His proposal has garnered some support. Former congresswoman Gabby Giffords, who was shot in the head in a 2011 shooting, encouraged Congress to get behind the gun restrictions in a speech she gave Wednesday.
"Violence is a big problem," Giffords said. "Too many children are dying too many children. We must do something."
But many are at odds about how to prevent future acts of violence, such as the Newtown, Conn. elementary school shooting that left 20 children and several adults dead.
Merced County District Attorney Larry Morse II, co-chairman of the California District Attorneys Association Legislation Committee, said the common denominator in the recent massacres is mental health, and he thinks that needs to be addressed.
"As a longtime gun owner and hunter, I take the Second Amendment very seriously," he said. "Many of the things that have been proposed as solutions, I'm not confident are going to address some of the core issues."
The recent shootings are self-contained incidents, Morse said. They're not indicative of national gun-violence trends.
"Gun violence in the U.S. has been going down for the last decade or so," he said. "Violent crime has gone down."
The goal for Morse is to keep firearms out of the hands of criminals.
"Clearly, there was going to be a response to the carnage in Newtown, and there should be," he said. "I'm not threatened by debates about Constitutional issues. I think it's very healthy."
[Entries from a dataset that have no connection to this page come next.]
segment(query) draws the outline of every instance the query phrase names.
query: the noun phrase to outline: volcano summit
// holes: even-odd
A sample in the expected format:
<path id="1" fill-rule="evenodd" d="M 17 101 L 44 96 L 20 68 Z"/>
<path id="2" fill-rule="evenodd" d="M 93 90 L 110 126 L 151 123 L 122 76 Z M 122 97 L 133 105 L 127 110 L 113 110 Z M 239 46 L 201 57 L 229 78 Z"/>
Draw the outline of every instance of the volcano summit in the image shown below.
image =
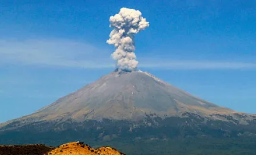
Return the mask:
<path id="1" fill-rule="evenodd" d="M 254 115 L 219 107 L 148 72 L 116 70 L 31 115 L 0 124 L 0 144 L 56 146 L 79 140 L 130 154 L 229 153 L 213 146 L 221 144 L 242 154 L 255 152 L 255 120 Z"/>
<path id="2" fill-rule="evenodd" d="M 256 154 L 256 115 L 218 106 L 137 70 L 138 10 L 110 18 L 117 68 L 30 115 L 0 124 L 0 144 L 84 141 L 127 154 Z"/>
<path id="3" fill-rule="evenodd" d="M 148 115 L 165 118 L 182 117 L 185 113 L 222 121 L 227 120 L 221 116 L 230 116 L 241 124 L 250 120 L 236 116 L 243 115 L 241 113 L 193 96 L 148 72 L 116 70 L 32 115 L 4 124 L 18 121 L 21 124 L 13 127 L 18 128 L 35 121 L 69 119 L 138 121 Z"/>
Though business is hot right now amidst the gun control talks, Sperry said he's having a hard time keeping up his inventory to meet demand.
"Whoever had a billion dollars in inventory made a lot of money, but the little guys like me, we're scraping along," Sperry said.
In the meantime, the gun fervor doesn't show any signs of slowing down amid talk of new gun control legislation.
"Everyone's concerned with if they get this passed, what's next?" Sperry noted. "I understand that concept. Where does it stop?"